Vom Führungsstab hat Zeuge erfahren, dass es einen polizeilichen Einsatz sowie eine Demonstration im Schlossgarten gab. Zeuge hat dem Führungsstab mitgeteilt, dass bei der DRK-Leitstelle mehrere Anrufe eingegangen sind, dass es Verletzte gibt.
Die Informationen gab es erst über den Verbindungsmann, der im Führungsstab saß. Zeuge wusste nur, das es wohl Anrufe gab.

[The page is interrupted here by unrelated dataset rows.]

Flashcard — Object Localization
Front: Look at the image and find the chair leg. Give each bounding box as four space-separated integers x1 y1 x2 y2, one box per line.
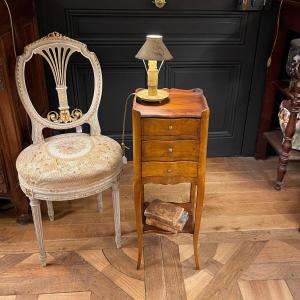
46 201 54 221
97 193 103 212
30 198 47 267
112 182 122 248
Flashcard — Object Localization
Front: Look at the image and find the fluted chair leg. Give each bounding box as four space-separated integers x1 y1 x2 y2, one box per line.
46 201 54 221
30 198 47 267
112 182 122 248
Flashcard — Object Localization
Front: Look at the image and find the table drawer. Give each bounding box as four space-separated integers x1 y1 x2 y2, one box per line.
142 161 198 177
142 118 200 139
142 140 199 161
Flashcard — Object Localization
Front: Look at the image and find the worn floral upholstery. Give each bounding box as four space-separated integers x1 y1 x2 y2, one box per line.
17 133 122 191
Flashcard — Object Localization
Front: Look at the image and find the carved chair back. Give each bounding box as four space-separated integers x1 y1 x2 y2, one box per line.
16 32 102 143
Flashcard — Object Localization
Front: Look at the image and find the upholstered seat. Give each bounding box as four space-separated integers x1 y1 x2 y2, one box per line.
16 133 122 192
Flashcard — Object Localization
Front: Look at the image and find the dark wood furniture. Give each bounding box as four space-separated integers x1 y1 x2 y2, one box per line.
132 89 209 269
0 0 48 223
255 0 300 161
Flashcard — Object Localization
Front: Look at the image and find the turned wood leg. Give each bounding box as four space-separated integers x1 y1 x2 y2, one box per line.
274 145 289 191
97 192 103 212
46 201 54 221
134 182 144 270
190 183 197 224
30 198 47 267
112 182 122 248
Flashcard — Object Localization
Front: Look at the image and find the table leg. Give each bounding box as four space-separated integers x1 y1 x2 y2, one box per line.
112 182 122 248
190 182 197 226
134 182 144 270
193 185 204 270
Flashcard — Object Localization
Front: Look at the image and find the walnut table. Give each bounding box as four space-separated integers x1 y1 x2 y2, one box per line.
132 89 209 269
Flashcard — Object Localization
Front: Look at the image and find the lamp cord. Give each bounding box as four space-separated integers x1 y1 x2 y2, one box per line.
267 0 284 68
3 0 17 57
121 93 135 164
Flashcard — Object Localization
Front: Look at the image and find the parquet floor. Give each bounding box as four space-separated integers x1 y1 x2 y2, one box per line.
0 158 300 300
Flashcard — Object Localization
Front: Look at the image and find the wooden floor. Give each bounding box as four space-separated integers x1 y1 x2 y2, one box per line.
0 158 300 300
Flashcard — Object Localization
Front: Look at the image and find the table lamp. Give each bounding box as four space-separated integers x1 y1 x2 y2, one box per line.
135 34 173 102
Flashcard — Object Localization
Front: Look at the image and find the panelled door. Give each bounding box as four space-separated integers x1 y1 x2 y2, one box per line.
37 0 274 156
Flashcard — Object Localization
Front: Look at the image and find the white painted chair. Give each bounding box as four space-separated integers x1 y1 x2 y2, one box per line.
16 32 122 266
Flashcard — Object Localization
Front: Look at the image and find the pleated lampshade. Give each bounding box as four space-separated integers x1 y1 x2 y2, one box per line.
135 34 173 61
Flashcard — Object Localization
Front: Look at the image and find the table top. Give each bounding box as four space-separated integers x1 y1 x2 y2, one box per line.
133 89 209 118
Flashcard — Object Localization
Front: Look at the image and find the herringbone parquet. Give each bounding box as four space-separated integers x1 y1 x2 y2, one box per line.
0 158 300 300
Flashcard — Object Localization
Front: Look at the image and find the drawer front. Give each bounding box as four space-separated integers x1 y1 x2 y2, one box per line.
142 161 198 177
142 118 200 139
142 140 199 161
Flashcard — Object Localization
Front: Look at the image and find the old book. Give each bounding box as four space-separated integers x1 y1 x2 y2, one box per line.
146 211 189 233
146 217 177 233
144 199 184 226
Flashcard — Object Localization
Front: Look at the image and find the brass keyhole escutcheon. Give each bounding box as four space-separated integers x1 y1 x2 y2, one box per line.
153 0 167 8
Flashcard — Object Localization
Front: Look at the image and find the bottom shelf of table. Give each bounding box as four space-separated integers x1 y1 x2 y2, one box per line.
264 130 300 161
143 202 194 234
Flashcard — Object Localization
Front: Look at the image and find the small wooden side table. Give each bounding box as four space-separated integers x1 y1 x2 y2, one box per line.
132 89 209 270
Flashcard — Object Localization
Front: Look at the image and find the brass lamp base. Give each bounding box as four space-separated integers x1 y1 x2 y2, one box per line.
136 89 169 102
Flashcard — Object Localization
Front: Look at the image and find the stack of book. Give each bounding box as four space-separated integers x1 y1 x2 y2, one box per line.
144 199 189 233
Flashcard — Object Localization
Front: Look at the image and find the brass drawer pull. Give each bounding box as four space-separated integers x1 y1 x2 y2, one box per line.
152 0 166 8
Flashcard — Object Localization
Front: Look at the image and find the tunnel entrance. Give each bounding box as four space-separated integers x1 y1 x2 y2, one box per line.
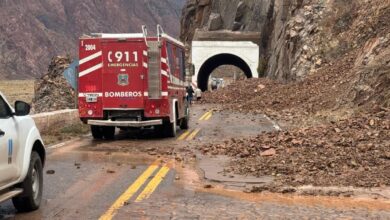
197 54 253 91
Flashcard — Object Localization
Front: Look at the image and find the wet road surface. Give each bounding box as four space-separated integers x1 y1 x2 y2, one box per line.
0 106 390 220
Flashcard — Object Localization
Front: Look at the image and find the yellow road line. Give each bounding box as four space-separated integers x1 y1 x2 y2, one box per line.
187 128 200 141
99 160 159 220
135 162 169 202
177 130 191 141
199 111 211 121
203 112 213 121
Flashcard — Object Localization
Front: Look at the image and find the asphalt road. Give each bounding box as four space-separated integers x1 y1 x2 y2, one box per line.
0 106 390 220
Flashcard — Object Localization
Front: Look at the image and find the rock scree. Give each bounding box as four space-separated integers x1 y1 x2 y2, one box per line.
32 56 76 113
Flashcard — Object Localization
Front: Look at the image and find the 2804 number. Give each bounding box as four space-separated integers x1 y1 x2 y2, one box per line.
85 44 96 51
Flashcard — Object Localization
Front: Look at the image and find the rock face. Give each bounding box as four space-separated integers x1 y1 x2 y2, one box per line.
180 0 390 81
0 0 185 79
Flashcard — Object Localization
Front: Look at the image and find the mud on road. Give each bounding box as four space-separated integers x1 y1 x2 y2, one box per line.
0 105 390 220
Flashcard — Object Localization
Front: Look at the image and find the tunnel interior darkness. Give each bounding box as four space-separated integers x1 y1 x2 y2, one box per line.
198 54 252 91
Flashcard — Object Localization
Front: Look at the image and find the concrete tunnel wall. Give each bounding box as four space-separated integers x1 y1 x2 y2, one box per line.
192 41 259 91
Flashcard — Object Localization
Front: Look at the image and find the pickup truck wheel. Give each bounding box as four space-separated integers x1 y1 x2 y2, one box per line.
91 125 103 139
12 151 43 212
103 127 115 140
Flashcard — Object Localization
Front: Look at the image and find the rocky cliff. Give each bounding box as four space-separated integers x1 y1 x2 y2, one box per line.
0 0 185 79
180 0 390 81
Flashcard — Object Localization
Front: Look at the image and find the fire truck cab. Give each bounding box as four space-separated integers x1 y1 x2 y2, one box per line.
78 26 189 139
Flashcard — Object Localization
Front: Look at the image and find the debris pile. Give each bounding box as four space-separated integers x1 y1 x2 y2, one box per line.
33 56 75 113
198 106 390 187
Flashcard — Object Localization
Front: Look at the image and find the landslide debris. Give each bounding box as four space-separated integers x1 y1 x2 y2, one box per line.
32 56 75 113
198 106 390 187
197 0 390 189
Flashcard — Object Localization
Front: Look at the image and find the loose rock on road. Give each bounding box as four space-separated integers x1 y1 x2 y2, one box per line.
0 106 390 220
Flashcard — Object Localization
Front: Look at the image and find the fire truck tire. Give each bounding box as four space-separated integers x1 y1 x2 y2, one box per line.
91 125 103 139
103 126 115 140
164 117 177 137
180 116 190 130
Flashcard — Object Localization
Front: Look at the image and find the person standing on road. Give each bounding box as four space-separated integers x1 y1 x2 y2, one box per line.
187 86 194 105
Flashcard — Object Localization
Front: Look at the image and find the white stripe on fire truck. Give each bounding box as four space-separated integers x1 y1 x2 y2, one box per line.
79 63 103 77
171 75 185 86
168 86 186 90
161 70 169 77
79 51 102 65
79 93 103 98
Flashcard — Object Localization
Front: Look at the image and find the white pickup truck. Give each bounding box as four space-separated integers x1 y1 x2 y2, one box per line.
0 92 46 212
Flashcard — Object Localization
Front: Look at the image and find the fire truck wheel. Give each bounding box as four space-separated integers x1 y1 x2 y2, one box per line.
180 116 189 130
103 127 115 140
91 125 103 139
164 117 177 137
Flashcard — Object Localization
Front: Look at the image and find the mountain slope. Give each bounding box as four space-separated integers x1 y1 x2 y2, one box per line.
0 0 185 79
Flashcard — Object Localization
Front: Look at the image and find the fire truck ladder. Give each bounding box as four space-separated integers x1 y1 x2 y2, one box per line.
148 41 161 99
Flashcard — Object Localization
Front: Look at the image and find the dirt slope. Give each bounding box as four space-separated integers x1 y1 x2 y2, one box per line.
0 0 185 79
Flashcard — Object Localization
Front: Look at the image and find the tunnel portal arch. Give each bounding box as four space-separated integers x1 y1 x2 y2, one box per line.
197 53 253 91
191 40 260 91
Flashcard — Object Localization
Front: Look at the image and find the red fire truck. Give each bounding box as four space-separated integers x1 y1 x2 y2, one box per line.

Zeuge war um kurz vor 13:00 Uhr im Schlossgarten. Hat sich ein wenig entschuldigt, weil die Rettungsleitstelle ja ganz in der Nähe war. Er sagte aus, dass sie nicht wussten, wie sie in den Schlossgarten einfahren könnten und sind einmal komplett drum herum gefahren. Übliche Zufahrt konnte nicht genommen werden, Zeuge musste sich eine Zufahrt suchen!

Am Cafe am Nil stand der 1. Rettungswagen, der die ersten Informationen an die Rettungsleitstelle überbracht hatte, von der dortigen Besatzung hat er dann weitere neue Informationen erhalten.
Zeuge hat vom Cafe Nil aus nichts vom Einsatzgeschehen gesehen.
Informationsaustausch mit der RTW-Besatzung.

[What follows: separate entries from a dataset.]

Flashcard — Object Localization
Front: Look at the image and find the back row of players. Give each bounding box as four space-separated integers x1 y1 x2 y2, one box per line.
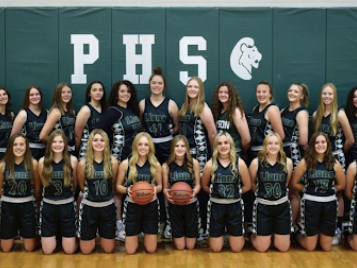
0 68 357 252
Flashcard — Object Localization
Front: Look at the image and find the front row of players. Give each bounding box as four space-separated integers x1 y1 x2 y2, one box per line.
0 130 357 254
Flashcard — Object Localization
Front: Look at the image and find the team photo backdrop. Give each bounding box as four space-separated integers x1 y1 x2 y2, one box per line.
0 7 357 113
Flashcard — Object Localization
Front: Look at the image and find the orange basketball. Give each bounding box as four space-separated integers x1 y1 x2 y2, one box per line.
170 182 192 206
131 181 155 205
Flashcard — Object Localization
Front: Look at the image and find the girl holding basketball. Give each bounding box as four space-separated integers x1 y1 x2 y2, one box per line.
38 129 78 255
117 132 162 254
162 135 201 250
0 133 41 252
249 132 293 252
202 132 250 252
77 129 118 254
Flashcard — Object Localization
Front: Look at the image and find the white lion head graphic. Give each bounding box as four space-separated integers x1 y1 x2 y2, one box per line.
230 37 262 80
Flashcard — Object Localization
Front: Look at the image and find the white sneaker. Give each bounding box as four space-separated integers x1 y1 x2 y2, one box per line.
197 234 208 241
115 221 125 241
332 227 341 245
164 224 172 239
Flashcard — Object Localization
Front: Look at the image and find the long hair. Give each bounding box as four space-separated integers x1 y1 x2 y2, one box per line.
345 86 357 124
258 132 288 172
85 129 113 179
179 77 205 117
0 86 13 119
314 83 338 136
149 67 166 90
126 132 158 184
42 129 73 187
211 132 238 182
51 82 74 115
212 82 245 122
256 80 274 102
290 83 310 107
304 131 336 171
21 85 45 112
166 135 194 176
1 133 35 183
86 81 107 109
108 80 140 117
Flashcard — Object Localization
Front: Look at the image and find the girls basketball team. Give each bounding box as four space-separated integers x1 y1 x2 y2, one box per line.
0 67 357 254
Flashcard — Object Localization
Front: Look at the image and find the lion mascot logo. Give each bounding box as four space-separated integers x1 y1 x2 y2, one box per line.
230 37 262 80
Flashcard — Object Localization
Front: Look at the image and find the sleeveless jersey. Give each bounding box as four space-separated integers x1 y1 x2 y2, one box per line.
248 103 276 146
211 159 241 199
43 159 73 200
125 161 153 186
319 114 343 151
281 106 307 169
22 108 47 144
303 162 336 196
111 105 141 162
0 113 13 152
350 116 357 154
3 162 33 197
55 112 76 146
84 161 114 202
216 112 242 153
79 103 102 158
169 162 194 189
255 161 288 201
143 97 174 138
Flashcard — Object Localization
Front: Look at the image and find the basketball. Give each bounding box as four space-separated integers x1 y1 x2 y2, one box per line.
170 182 192 206
131 181 155 205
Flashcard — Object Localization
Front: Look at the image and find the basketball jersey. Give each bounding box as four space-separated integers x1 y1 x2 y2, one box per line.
55 112 76 149
350 116 357 154
84 161 114 202
248 103 276 146
255 160 288 201
169 162 194 189
0 113 13 152
125 161 153 187
3 162 33 197
43 159 73 200
22 108 47 144
143 97 174 138
211 159 241 199
303 162 336 196
319 114 343 151
216 111 242 153
111 105 141 162
79 103 102 157
178 109 208 172
281 106 307 169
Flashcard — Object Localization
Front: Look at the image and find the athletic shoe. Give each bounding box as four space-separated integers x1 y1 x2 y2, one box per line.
115 220 125 241
332 227 341 245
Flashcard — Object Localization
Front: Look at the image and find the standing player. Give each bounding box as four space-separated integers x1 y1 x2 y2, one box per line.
96 80 141 241
202 132 250 252
212 82 250 157
179 77 217 240
11 85 47 160
292 132 346 251
74 81 106 158
249 132 293 252
0 86 15 160
311 83 354 245
40 82 76 155
281 83 309 223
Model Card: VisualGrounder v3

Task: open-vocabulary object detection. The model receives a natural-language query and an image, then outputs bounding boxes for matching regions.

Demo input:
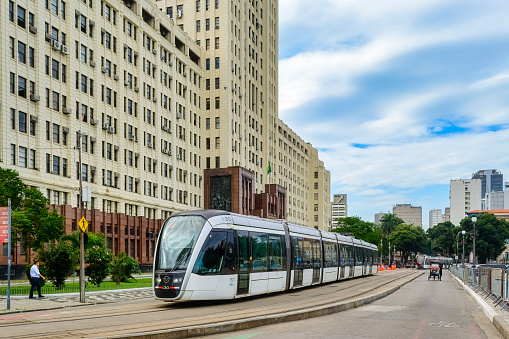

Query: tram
[153,210,378,301]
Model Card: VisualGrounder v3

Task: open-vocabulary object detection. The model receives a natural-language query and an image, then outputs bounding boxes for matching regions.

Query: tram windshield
[156,216,205,271]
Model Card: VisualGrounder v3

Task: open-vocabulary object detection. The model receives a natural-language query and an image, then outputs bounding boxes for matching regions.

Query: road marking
[429,320,460,328]
[225,332,263,339]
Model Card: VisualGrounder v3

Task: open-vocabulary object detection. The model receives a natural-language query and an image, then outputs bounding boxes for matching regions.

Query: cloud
[279,0,509,220]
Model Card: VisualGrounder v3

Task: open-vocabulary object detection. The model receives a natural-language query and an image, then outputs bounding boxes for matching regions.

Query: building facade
[449,179,481,226]
[0,0,330,274]
[392,204,422,227]
[428,209,443,228]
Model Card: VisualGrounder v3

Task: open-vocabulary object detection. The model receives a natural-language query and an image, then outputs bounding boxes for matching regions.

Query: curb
[453,275,509,339]
[95,275,421,339]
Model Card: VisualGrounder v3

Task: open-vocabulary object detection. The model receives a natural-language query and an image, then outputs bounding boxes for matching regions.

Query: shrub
[111,252,141,285]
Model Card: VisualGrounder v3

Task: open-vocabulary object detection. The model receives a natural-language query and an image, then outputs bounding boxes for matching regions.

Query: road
[0,270,422,338]
[203,271,501,339]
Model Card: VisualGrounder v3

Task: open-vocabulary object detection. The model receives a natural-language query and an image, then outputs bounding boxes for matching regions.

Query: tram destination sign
[0,207,9,244]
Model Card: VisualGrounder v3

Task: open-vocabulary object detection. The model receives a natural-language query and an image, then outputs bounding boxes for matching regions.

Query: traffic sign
[0,207,9,244]
[78,217,88,232]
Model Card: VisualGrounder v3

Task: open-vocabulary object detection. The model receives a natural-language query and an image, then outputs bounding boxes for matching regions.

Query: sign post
[0,198,11,310]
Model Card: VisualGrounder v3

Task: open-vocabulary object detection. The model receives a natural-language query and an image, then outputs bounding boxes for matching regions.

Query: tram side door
[237,231,251,295]
[339,244,346,279]
[292,237,304,286]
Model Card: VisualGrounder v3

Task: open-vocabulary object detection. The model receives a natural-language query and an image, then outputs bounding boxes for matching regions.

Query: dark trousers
[30,277,42,298]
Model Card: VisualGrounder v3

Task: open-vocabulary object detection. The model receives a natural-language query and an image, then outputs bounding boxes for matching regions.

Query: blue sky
[279,0,509,228]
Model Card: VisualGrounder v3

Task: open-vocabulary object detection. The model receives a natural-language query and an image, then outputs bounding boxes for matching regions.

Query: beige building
[0,0,330,228]
[392,204,422,227]
[449,179,482,226]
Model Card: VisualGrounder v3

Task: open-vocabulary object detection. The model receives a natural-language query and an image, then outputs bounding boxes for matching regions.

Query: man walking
[29,260,46,299]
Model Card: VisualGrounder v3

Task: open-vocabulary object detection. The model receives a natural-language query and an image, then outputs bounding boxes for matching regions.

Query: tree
[427,221,459,257]
[380,213,404,236]
[0,168,65,261]
[62,230,113,286]
[85,232,113,286]
[111,252,141,285]
[332,216,381,244]
[39,241,73,287]
[460,213,509,264]
[0,167,24,210]
[389,224,426,261]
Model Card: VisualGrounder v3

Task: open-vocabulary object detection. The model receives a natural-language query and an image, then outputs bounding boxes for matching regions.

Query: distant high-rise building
[375,212,388,225]
[472,169,504,209]
[449,179,481,226]
[442,207,451,222]
[428,209,443,228]
[392,204,422,227]
[331,194,348,226]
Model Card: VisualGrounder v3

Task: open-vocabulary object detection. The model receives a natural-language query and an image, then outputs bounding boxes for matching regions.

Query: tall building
[472,169,504,209]
[428,209,443,228]
[449,179,481,226]
[392,204,422,227]
[331,194,348,226]
[375,212,388,225]
[0,0,331,276]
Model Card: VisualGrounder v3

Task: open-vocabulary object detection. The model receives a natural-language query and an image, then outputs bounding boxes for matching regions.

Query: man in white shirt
[29,260,46,299]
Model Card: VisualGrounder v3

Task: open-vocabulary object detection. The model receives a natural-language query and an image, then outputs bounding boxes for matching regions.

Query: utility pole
[78,131,85,303]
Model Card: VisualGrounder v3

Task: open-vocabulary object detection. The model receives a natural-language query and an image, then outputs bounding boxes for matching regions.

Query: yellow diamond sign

Der Verbindungsmann im Führungsstab hat Informationen an den Zeugen geben müssen, dieser musste aber erst im Führungsstab abstimmen, wo ein sicherer Bereich für einen Behandlungsplatz ist.

Es wurde abgesprochen, dass Patienten gebracht werden, Rettungshelfer gehen nicht in den Gefahrenbereich. Patienten wurden durch Demonstranten und Familienangehörige gebracht, auch über Demosanitäter, anfänglich jedoch nicht über Polizei.
Zeuge und Mitarbeiter errichteten eine Zeltstadt, die aus mehreren Behandlungszelten bestand zur Versorgung von bis zu 50 Patienten.

Richterin verliest dann aus Polizeieinsatzprotokoll um 14:32 Uhr ein Funkgespräch. Dort wird davon gesprochen, dass DRK von Störern belästigt wird.
Zeuge etwas verwundert über Uhrzeit, sei etwas spät. Andererseits habe er ja mehrfach beim Verbindungsmann im Führungsstab nachfragen müssen, wo ein sicherer Bereich für die Errichtung des Behandlungsplatzes ist.
Ein weiterer Funkspruch wird verlesen, in dem diese Uhrzeit nochmals bestätigt wird.
Zeuge kann nicht mehr genau sagen, wann Polizeischutz kam.

Von Mitarbeitern hat er erfahren, dass Schlagstock und Pfefferspray laut den Patienten eingesetzt wurde. Verletzungen, die durch den Wasserwerfer verursacht wurden waren ihm nicht mitgeteilt worden.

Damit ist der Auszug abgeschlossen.